I dont think that i am the best person to give you an idea on battery life to be honest as i run so many devices at one time that i forget how long the battery has been on before charging  But i would have to say since they arrived i have only put it on to charge once if that says anything ( but as i said i have been using multiple devices daily)

Comparing this to any other 30w devices is so subjective to be honest as it all comes down to ones own preference and look and feel but i love it i have put it through its paces using a Onslaught (clone) at 0.5 ohm build and it delivered what it was supposed to in my opinion. i have also mainly used a Lemo with a 1 ohm build and the two devices the Flask and the Lemo in my opinion were made for each other.

hope this answers your questions again i say i suck at reviews to be honest lol.

Reactions: Like 2 | Agree 1 | Thanks 1


----------



## Silver

Thanks @BigGuy , much appreciated
That does help

Reactions: Thanks 1


----------



## MurderDoll

BigGuy said:


> @Silveri have also mainly used a Lemo with a 1 ohm build and the two devices the Flask and the Lemo in my opinion were made for each other.
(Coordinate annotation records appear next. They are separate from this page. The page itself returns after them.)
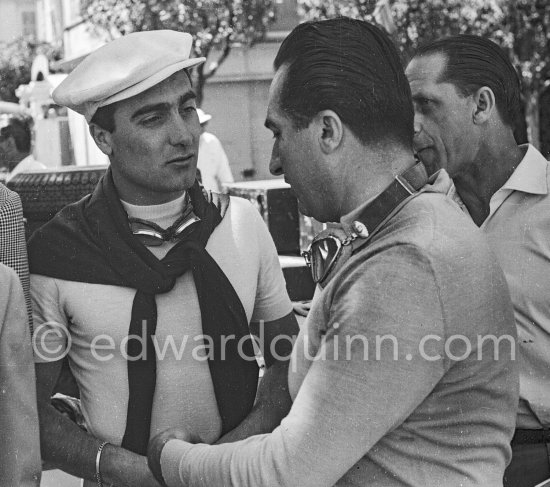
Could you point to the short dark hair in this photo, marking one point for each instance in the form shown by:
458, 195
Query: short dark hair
351, 67
474, 61
105, 116
19, 127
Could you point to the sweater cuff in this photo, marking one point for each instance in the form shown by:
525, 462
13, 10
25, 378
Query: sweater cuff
172, 455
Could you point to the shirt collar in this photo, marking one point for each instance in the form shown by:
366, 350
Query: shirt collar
531, 174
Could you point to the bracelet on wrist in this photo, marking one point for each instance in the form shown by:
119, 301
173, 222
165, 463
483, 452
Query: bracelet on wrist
98, 477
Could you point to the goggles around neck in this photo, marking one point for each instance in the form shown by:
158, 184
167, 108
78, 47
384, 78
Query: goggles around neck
327, 248
323, 253
152, 235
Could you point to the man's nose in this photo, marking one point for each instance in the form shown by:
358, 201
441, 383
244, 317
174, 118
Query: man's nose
183, 131
275, 166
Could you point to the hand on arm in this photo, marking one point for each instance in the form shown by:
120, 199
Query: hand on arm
69, 448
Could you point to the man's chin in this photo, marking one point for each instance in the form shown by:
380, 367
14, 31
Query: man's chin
430, 162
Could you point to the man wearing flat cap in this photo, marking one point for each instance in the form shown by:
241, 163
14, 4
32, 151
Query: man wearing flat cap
151, 285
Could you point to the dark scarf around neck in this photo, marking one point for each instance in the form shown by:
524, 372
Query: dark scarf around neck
90, 241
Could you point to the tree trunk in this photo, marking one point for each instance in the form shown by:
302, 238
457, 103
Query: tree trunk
532, 117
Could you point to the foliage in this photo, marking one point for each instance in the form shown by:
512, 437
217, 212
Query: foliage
216, 25
522, 27
15, 64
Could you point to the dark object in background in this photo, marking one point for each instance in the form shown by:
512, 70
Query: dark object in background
291, 231
44, 193
278, 206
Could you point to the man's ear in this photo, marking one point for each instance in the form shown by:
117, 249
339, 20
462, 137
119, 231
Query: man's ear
331, 131
484, 98
102, 138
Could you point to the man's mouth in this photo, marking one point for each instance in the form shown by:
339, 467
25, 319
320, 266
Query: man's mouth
181, 159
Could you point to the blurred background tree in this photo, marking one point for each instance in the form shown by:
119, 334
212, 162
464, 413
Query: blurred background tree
522, 27
216, 25
15, 63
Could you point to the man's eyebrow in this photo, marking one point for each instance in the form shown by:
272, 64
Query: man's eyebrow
190, 95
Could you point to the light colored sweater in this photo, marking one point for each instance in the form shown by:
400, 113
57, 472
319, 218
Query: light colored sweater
431, 415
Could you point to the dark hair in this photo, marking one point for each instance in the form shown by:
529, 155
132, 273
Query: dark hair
351, 67
19, 127
105, 116
473, 62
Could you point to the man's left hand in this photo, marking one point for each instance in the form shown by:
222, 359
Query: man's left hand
156, 445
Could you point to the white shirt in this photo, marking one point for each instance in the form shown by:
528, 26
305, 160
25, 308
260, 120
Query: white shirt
74, 314
213, 163
518, 230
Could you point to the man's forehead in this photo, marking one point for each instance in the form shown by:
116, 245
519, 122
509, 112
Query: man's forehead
275, 93
170, 90
426, 69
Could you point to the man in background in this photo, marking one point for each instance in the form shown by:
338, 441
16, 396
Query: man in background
404, 264
213, 163
20, 451
175, 278
466, 95
16, 145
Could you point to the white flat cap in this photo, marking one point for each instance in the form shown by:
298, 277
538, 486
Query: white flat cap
124, 68
203, 117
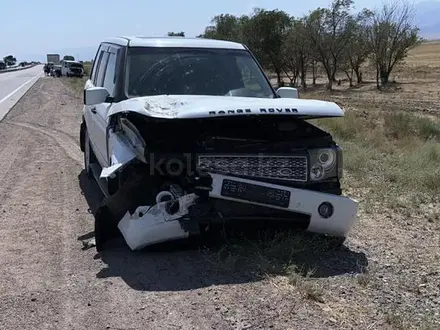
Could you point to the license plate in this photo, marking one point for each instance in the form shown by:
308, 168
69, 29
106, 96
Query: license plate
255, 193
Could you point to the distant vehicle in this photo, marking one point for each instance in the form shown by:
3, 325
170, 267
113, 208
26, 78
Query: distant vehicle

This I didn't wanna read. Damnit!

Must, resist!

Reactions: Like 1 | Funny 1


----------



## BigGuy

Sorry @MurderDoll but you can see they just look so good together don they.

Reactions: Agree 2


----------



## MurderDoll

BigGuy said:


> Sorry @MurderDoll but you can see they just look so good together don they.




They do indeed!


----------



## KB_314

I think the new Vapor Flasks have the rDNA40? Does Infinite have a 40W version as well?


----------



## BigGuy

nope the 30.


----------



## KB_314

BigGuy said:


> nope the 30.


Hmm that makes the decision even harder! Hat's off to you good sirs for providing so many options and by the looks of things you are introducing new lines almost daily!


----------



## Yiannaki

This vapor flask ticks a lot of boxes for me. 

1. Size 
2. Looks 
3. Battery capacity

The only thing making me second guess this as a purchase is the power  if only It could push out a little more power.


----------



## Sir Vape

@Yiannaki funnily enough was speaking to the rep earlier today and looks like they will be upgrading the chip to 40w. Just waiting confirmation and most prob bring those in

Reactions: Like 1


----------



## Yiannaki

Sir Vape said:


> @Yiannaki funnily enough was speaking to the rep earlier today and looks like they will be upgrading the chip to 40w. Just waiting confirmation and most prob bring those in


SOLD! 

Where do I sign up


----------



## Sir Vape

Will let you know as soon as I do. Also have the Zero SX 50w with changeable covers

Reactions: Like 2


----------



## Zegee

BigGuy said:


> Im really loving mine so much so that i find myself leaving the 100w at home these days.


Would you part with your 100w?


----------



## BigGuy

@Zegee Nah dude still love it lol especially for when i get the urge to go low


----------